Aujourd’hui, la guerre d’Irak a perdu une bonne part de ses opposants dans la presse conformiste. La majorité de la presse occidentale estime désormais que le conflit irakien a été le déclencheur d’un « printemps arabe » largement loué. Pourtant, la situation ne s’arrange pas sur le terrain pour la Coalition.
Ibrahim Al-Jaafari, Premier ministre putatif d’Irak, présente dans une interview à Der Spiegel la situation dans son pays après les élections. Il est bien obligé d’admettre que la violence n’a pas diminué après les élections, comme les thuriféraires de la Coalition l’avaient annoncé. Toutefois, il veut se montrer rassurant : bientôt, le gouvernement contrôlera son territoire. Il décrit les bases de l’accord de la coordination chiite avec la coordination kurde : les Kurdes disposeront d’un système fédéral leur permettant de garder un statut autonome et un « programme de transfert de population » sera conduit au Kurdistan, il s’agit d’une expression politiquement correcte pour désigner un « nettoyage ethnique ». Ils disposeront en outre de la présidence. Il assure que la charia sera l’une des bases de la future constitution irakienne, mais que les mesures les plus restrictives en découlant ne seront pas imposées… à moins que les élus du peuple ne les votent. Tout est donc dans les mains d’une assemblée « élue » sous contrôle de l’occupant.
La spécialiste états-unienne des questions de laïcité, Susan Jacoby, dénonce justement dans le Los Angeles Times la volonté de l’administration Bush de constituer en Irak un gouvernement religieux. Elle estime qu’au mieux, cela aboutira à un système à l’israélienne, où les rabbins orthodoxes fixent les règles concernant le mariage et le divorce, et, au pire, on aboutira à un régime fondamentaliste peu respectueux des droits des individus et des minorités ; droits que l’administration Bush prétend pourtant vouloir promouvoir dans le monde. Pour l’auteur, cette politique est dictée par un rejet total de la laïcité par l’administration Bush, aussi bien aux États-Unis qu’hors des États-Unis.

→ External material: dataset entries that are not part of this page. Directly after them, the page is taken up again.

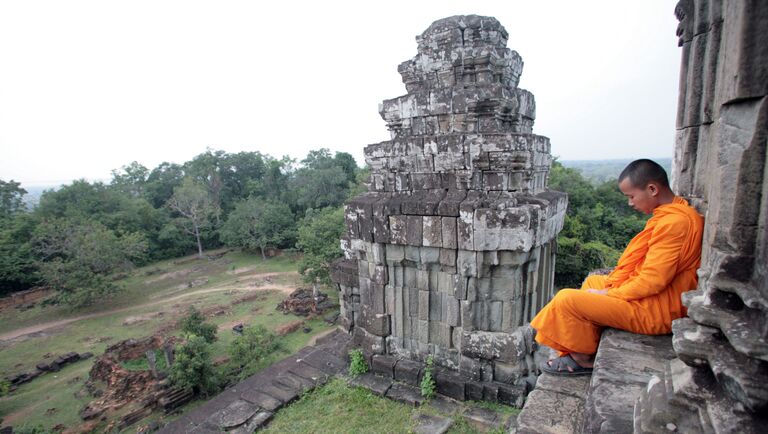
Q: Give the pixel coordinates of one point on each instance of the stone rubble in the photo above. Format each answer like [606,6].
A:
[451,252]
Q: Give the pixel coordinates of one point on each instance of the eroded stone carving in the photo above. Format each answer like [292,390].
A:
[452,249]
[717,383]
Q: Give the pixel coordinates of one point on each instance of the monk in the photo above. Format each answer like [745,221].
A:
[642,294]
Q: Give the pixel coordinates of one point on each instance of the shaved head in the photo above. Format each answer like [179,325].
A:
[641,172]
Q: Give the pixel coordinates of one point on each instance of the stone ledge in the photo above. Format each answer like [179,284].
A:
[604,402]
[624,364]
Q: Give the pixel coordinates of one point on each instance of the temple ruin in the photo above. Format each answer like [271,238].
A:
[452,249]
[717,382]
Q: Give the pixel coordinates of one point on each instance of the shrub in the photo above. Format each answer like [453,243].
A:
[247,353]
[5,387]
[428,386]
[193,367]
[357,364]
[194,325]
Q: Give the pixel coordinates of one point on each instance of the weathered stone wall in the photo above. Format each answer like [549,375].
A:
[452,249]
[718,382]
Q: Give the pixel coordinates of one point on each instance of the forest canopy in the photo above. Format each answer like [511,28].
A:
[82,235]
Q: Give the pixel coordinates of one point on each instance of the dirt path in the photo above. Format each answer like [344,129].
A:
[229,286]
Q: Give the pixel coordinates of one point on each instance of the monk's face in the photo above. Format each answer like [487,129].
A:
[643,199]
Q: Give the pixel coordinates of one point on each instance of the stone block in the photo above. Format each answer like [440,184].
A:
[413,301]
[405,394]
[395,253]
[374,322]
[429,255]
[511,394]
[389,299]
[427,424]
[423,331]
[482,419]
[424,305]
[435,306]
[368,342]
[234,415]
[467,316]
[466,263]
[414,234]
[449,384]
[551,412]
[384,365]
[413,253]
[376,384]
[397,229]
[448,258]
[452,311]
[422,280]
[504,347]
[408,371]
[448,234]
[509,372]
[432,231]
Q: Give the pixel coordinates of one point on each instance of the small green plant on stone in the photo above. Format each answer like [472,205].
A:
[357,364]
[427,381]
[5,387]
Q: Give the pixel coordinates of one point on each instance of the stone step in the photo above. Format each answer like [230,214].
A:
[555,406]
[604,402]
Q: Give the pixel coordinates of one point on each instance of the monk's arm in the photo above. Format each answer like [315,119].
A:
[661,262]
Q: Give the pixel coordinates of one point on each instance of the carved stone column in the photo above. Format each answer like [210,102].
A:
[718,383]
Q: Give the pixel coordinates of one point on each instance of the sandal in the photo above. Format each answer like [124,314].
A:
[564,366]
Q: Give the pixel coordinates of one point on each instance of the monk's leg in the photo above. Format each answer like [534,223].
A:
[595,281]
[573,320]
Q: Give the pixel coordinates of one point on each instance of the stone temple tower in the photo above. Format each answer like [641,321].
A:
[452,250]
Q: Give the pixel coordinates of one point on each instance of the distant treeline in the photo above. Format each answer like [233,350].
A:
[84,234]
[599,171]
[81,235]
[598,223]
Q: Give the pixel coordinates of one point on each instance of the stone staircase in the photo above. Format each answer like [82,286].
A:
[605,401]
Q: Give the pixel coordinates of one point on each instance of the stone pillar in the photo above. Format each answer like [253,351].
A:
[168,352]
[718,382]
[452,249]
[152,362]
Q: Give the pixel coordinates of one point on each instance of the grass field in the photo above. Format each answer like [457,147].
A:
[339,408]
[237,287]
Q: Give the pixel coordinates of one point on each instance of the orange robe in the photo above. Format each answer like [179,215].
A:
[644,289]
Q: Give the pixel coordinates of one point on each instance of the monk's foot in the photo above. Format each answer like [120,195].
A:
[584,360]
[565,365]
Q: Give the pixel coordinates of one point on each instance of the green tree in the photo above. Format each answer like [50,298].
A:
[18,270]
[193,324]
[206,170]
[11,198]
[194,205]
[319,238]
[247,353]
[160,183]
[598,225]
[76,258]
[193,367]
[259,224]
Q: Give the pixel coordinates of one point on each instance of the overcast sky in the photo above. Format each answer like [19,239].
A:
[89,86]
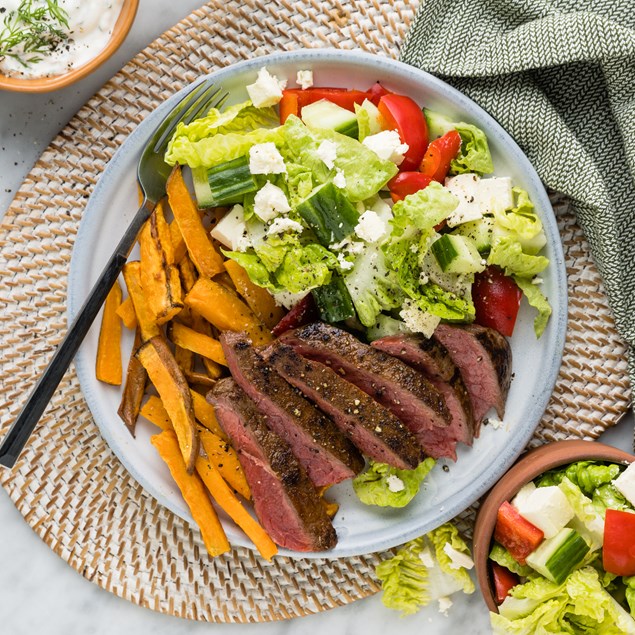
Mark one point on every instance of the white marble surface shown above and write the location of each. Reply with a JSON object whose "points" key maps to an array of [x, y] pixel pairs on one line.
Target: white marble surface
{"points": [[39, 593]]}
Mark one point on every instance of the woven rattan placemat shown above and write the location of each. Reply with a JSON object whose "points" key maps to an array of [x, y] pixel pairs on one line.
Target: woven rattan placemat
{"points": [[68, 485]]}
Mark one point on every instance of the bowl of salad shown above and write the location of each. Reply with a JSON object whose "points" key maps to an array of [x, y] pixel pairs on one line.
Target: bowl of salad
{"points": [[554, 542]]}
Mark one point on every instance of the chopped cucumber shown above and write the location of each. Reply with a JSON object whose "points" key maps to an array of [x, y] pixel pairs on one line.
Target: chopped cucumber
{"points": [[327, 115], [334, 301], [329, 214], [223, 184], [557, 557], [457, 254]]}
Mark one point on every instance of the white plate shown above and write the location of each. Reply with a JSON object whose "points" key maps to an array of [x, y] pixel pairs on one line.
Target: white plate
{"points": [[451, 487]]}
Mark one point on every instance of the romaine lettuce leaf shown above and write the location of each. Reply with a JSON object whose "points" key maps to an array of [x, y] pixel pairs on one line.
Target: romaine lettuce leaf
{"points": [[373, 487], [474, 155]]}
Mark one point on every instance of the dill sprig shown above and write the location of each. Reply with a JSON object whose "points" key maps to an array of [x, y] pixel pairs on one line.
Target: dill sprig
{"points": [[32, 31]]}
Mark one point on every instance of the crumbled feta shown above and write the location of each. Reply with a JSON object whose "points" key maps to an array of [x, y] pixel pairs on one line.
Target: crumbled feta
{"points": [[445, 604], [339, 180], [270, 201], [625, 482], [418, 321], [547, 508], [327, 151], [458, 559], [266, 90], [304, 79], [281, 225], [231, 230], [395, 484], [264, 158], [370, 227], [387, 146]]}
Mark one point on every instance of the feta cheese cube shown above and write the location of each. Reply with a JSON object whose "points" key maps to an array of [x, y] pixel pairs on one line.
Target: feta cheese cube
{"points": [[264, 158], [547, 508], [327, 151], [270, 201], [266, 90], [465, 189], [387, 146], [231, 230], [370, 227], [281, 225], [625, 483], [304, 79]]}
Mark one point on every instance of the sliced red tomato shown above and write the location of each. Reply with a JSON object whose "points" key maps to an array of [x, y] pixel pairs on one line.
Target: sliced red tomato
{"points": [[376, 92], [439, 155], [504, 581], [302, 313], [294, 99], [496, 300], [515, 533], [407, 183], [403, 114], [618, 550]]}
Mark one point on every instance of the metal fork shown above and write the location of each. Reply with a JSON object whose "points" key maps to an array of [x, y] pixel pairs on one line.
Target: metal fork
{"points": [[152, 174]]}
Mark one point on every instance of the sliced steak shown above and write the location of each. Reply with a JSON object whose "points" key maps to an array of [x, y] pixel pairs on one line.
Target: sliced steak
{"points": [[372, 428], [326, 454], [397, 386], [431, 358], [484, 358], [286, 502]]}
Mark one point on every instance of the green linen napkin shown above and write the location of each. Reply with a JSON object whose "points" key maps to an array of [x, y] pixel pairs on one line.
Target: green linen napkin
{"points": [[560, 78]]}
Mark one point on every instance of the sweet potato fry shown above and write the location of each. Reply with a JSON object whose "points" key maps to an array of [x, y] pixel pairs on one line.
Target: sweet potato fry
{"points": [[204, 345], [108, 363], [170, 383], [233, 507], [259, 300], [225, 460], [126, 312], [194, 493], [199, 245], [225, 310], [134, 388], [160, 278], [132, 276]]}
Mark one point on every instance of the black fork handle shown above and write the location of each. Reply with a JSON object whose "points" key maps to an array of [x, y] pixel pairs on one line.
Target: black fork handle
{"points": [[23, 426]]}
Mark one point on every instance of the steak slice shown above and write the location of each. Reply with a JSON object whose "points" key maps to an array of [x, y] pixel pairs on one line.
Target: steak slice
{"points": [[286, 502], [433, 360], [323, 451], [372, 428], [484, 358], [397, 386]]}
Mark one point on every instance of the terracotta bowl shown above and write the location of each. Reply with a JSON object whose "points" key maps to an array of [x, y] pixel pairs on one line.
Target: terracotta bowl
{"points": [[529, 467], [46, 84]]}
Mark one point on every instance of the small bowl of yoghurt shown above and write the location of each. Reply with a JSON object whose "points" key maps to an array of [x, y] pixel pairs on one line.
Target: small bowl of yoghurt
{"points": [[49, 44]]}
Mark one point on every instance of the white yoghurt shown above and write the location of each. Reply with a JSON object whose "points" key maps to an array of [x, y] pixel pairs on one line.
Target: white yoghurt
{"points": [[90, 22]]}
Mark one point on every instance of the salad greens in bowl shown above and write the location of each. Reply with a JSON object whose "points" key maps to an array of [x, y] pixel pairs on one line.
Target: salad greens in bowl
{"points": [[380, 201]]}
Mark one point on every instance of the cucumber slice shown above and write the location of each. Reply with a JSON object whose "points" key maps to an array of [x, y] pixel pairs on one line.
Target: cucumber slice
{"points": [[457, 254], [329, 214], [224, 184], [327, 115], [557, 557]]}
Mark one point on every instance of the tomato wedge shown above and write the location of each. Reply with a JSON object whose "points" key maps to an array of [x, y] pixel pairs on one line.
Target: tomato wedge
{"points": [[515, 533], [504, 581], [407, 183], [618, 551], [302, 313], [294, 99], [496, 300], [439, 155], [404, 115]]}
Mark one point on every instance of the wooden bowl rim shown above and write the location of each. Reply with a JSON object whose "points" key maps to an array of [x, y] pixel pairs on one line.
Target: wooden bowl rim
{"points": [[45, 84], [529, 467]]}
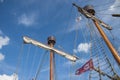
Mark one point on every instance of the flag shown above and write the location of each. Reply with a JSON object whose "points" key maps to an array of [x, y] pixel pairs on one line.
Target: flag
{"points": [[87, 66]]}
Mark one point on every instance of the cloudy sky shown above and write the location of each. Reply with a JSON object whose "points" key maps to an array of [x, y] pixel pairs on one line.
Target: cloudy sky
{"points": [[39, 19]]}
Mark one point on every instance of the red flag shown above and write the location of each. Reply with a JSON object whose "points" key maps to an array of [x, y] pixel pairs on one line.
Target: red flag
{"points": [[87, 66]]}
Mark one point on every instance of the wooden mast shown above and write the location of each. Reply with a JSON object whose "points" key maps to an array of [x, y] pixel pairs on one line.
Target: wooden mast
{"points": [[110, 46], [89, 12], [51, 42]]}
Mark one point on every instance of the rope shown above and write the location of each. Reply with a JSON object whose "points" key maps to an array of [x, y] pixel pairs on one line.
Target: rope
{"points": [[103, 53], [19, 59], [40, 66]]}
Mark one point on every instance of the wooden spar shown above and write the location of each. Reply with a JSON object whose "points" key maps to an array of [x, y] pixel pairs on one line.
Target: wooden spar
{"points": [[97, 22], [36, 43], [110, 46], [99, 71]]}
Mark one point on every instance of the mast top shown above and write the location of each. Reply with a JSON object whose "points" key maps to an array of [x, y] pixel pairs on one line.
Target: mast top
{"points": [[89, 9], [51, 40]]}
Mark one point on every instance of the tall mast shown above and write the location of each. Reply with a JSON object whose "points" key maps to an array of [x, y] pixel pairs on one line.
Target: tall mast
{"points": [[51, 42], [89, 12]]}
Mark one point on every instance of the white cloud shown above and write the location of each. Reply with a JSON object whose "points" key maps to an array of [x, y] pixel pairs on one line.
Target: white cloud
{"points": [[83, 47], [4, 41], [27, 20], [2, 57], [9, 77]]}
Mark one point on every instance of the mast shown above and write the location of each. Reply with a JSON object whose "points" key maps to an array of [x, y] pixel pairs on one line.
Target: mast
{"points": [[51, 42], [89, 12], [50, 46]]}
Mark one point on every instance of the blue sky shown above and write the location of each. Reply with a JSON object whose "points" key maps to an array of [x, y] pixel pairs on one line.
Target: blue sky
{"points": [[39, 19]]}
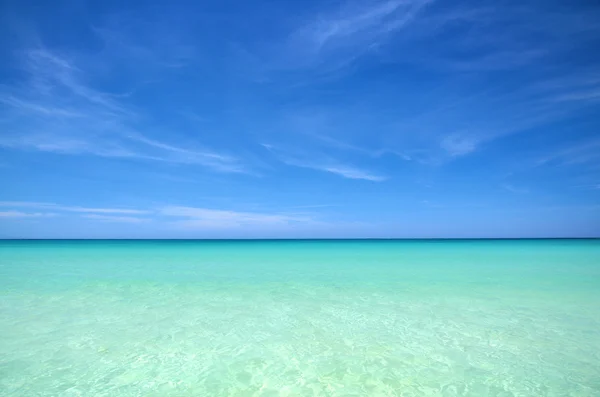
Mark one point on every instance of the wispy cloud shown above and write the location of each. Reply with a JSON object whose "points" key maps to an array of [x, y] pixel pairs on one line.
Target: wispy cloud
{"points": [[21, 214], [584, 152], [325, 165], [57, 207], [116, 219], [56, 109], [192, 217], [181, 216], [514, 189]]}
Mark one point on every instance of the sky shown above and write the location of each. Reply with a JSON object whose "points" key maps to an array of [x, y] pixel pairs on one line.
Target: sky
{"points": [[299, 119]]}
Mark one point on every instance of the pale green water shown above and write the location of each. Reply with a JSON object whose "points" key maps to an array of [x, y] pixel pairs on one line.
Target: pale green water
{"points": [[307, 318]]}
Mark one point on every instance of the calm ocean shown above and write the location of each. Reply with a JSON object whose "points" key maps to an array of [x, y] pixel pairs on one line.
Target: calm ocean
{"points": [[300, 318]]}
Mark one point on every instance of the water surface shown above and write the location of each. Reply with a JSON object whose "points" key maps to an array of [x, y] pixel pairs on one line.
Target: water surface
{"points": [[300, 318]]}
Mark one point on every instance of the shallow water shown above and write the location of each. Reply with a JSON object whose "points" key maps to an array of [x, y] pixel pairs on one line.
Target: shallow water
{"points": [[304, 318]]}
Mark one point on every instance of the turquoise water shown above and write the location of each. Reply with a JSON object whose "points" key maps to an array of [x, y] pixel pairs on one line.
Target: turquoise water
{"points": [[300, 318]]}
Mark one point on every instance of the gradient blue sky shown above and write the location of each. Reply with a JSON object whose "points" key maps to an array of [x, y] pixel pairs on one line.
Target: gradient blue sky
{"points": [[394, 118]]}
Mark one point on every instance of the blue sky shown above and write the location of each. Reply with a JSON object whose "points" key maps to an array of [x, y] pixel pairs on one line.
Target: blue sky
{"points": [[394, 118]]}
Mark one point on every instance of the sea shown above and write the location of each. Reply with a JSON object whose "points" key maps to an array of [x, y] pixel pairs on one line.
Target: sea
{"points": [[181, 318]]}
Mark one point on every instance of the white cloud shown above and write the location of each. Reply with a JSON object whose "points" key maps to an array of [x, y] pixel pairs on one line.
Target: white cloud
{"points": [[337, 37], [192, 217], [324, 165], [55, 109], [457, 145], [351, 173], [57, 207], [117, 219], [20, 214]]}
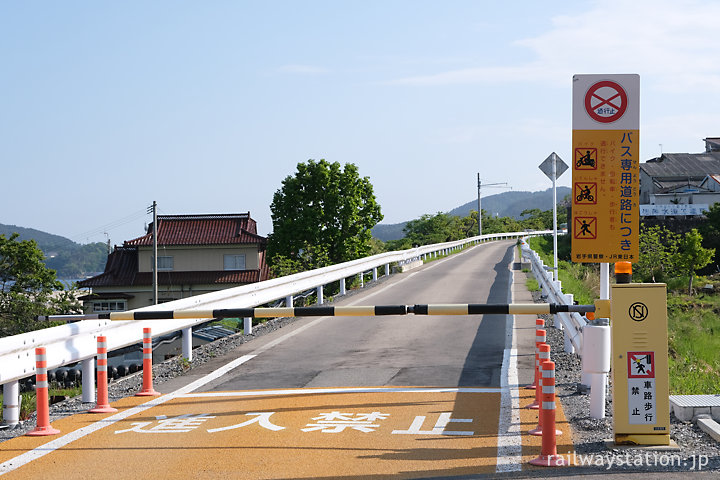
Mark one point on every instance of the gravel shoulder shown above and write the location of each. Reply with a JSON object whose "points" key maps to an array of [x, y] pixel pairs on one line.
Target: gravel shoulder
{"points": [[589, 435]]}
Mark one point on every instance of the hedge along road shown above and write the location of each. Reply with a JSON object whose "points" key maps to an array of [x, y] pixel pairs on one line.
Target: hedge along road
{"points": [[332, 396]]}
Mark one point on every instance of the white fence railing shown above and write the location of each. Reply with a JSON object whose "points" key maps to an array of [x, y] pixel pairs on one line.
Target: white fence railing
{"points": [[77, 342], [572, 324], [591, 342]]}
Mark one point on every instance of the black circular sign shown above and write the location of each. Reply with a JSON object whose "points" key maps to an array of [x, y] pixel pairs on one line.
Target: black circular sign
{"points": [[638, 311]]}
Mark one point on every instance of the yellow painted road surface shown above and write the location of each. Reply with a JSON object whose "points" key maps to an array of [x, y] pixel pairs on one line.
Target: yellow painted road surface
{"points": [[406, 432]]}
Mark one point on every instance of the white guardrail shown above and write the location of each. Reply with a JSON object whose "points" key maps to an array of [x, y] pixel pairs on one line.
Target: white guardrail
{"points": [[572, 324], [77, 342]]}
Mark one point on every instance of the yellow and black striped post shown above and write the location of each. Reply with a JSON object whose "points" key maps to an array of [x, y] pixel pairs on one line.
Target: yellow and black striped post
{"points": [[329, 311]]}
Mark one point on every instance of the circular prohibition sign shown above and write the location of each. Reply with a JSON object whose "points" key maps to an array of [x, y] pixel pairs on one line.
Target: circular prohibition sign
{"points": [[606, 101]]}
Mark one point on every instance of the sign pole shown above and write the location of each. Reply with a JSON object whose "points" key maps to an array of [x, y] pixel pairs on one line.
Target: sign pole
{"points": [[555, 270], [553, 167]]}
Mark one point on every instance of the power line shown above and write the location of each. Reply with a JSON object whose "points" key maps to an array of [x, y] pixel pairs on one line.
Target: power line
{"points": [[109, 226]]}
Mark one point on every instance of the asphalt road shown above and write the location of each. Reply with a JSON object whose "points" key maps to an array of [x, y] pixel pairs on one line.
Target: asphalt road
{"points": [[397, 351]]}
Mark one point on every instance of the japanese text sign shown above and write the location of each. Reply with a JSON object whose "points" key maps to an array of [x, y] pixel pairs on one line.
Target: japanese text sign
{"points": [[605, 168]]}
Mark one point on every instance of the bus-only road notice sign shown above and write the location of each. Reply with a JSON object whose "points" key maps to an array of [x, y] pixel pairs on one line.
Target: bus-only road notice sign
{"points": [[605, 168]]}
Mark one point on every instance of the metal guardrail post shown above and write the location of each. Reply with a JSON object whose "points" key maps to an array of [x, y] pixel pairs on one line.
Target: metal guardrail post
{"points": [[11, 403], [88, 379], [187, 343]]}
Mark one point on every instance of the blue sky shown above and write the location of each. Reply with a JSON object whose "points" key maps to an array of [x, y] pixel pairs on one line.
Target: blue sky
{"points": [[207, 106]]}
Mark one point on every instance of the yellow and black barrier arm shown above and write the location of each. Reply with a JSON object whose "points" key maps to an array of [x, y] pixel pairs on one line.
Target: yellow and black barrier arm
{"points": [[601, 309]]}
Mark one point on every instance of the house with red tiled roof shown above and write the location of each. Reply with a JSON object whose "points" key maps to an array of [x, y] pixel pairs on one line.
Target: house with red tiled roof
{"points": [[196, 254]]}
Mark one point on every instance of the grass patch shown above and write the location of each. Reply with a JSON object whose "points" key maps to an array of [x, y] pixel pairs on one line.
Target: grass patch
{"points": [[693, 322], [28, 403], [693, 344]]}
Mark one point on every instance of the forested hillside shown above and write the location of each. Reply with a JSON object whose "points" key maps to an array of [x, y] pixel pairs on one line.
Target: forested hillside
{"points": [[69, 259]]}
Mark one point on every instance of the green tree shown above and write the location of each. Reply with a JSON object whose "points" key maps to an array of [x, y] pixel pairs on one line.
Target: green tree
{"points": [[438, 228], [28, 288], [322, 215], [658, 253], [692, 255], [710, 229]]}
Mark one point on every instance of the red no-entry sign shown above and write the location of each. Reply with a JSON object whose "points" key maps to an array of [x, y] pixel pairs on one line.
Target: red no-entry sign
{"points": [[606, 101]]}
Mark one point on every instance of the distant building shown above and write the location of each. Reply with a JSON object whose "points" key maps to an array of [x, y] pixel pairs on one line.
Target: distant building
{"points": [[196, 254], [672, 182]]}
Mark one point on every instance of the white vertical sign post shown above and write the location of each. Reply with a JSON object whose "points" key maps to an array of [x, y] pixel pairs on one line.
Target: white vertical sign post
{"points": [[553, 167]]}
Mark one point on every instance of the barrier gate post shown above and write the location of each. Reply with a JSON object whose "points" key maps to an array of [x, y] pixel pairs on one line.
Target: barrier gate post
{"points": [[641, 403]]}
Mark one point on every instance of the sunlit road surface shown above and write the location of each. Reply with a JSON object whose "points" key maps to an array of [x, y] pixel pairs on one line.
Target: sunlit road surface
{"points": [[332, 397], [303, 433]]}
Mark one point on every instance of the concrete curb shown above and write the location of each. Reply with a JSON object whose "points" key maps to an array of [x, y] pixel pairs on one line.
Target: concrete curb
{"points": [[709, 426]]}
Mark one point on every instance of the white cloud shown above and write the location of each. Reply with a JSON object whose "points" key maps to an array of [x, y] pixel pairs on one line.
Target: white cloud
{"points": [[303, 69], [673, 43]]}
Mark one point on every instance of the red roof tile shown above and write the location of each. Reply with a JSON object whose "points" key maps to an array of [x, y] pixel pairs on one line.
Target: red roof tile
{"points": [[202, 230], [121, 271]]}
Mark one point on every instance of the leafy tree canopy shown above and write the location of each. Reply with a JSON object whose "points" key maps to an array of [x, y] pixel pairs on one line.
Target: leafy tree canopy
{"points": [[322, 215], [28, 288], [692, 256]]}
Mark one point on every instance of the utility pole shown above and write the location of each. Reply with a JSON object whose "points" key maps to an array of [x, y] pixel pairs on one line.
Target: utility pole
{"points": [[479, 201], [153, 209]]}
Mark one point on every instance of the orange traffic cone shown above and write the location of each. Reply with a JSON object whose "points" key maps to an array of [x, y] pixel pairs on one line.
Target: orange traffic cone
{"points": [[103, 403], [148, 390], [42, 397]]}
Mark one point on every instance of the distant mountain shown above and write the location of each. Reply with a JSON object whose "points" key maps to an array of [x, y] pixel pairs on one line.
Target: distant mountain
{"points": [[69, 259], [511, 204], [506, 204]]}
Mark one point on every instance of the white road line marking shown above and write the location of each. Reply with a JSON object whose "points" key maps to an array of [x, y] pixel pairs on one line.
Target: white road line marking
{"points": [[509, 456], [306, 391], [60, 442]]}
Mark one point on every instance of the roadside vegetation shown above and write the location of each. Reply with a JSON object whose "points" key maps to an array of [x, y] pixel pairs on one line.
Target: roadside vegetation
{"points": [[693, 301]]}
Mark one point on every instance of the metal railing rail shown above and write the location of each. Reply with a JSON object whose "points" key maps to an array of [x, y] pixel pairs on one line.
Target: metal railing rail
{"points": [[69, 344], [572, 323]]}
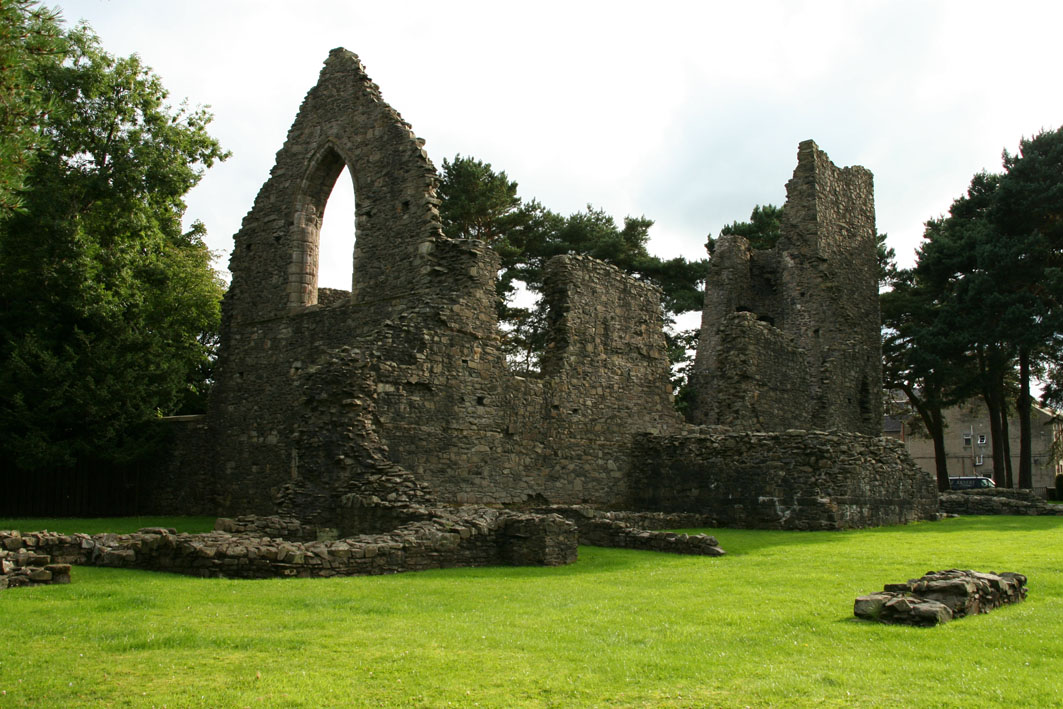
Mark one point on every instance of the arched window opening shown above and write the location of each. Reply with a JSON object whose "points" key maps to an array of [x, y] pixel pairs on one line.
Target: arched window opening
{"points": [[336, 240], [323, 264]]}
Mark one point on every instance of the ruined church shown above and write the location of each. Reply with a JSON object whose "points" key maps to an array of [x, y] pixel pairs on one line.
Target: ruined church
{"points": [[348, 408]]}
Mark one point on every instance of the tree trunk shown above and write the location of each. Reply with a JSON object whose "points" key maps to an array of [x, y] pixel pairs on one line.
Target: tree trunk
{"points": [[1006, 438], [993, 405], [929, 410], [941, 461], [1025, 435]]}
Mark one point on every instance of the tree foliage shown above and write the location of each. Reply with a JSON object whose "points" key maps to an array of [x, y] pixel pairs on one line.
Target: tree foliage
{"points": [[30, 36], [108, 308], [993, 270]]}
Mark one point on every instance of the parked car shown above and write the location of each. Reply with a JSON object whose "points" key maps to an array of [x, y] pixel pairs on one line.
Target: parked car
{"points": [[971, 483]]}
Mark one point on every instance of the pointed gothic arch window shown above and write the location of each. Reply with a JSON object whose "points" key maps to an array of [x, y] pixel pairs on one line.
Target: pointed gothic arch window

Le professeur Shlomo Avineri donne une autre explication à cet attachement à un État avec une orientation religieuse dans le Daily Star : si l’Irak devient un pays avec une constitution marquée par le chiisme, ce sera au détriment du nationalisme arabe. En outre, même si l’auteur ne le précise pas dans ce texte, il espère sans doute que la concentration des pouvoirs dans les mains d’une seule communauté attisera les séparatismes, une option que M. Avineri a appelé de ses vœux dans de nombreux autres articles.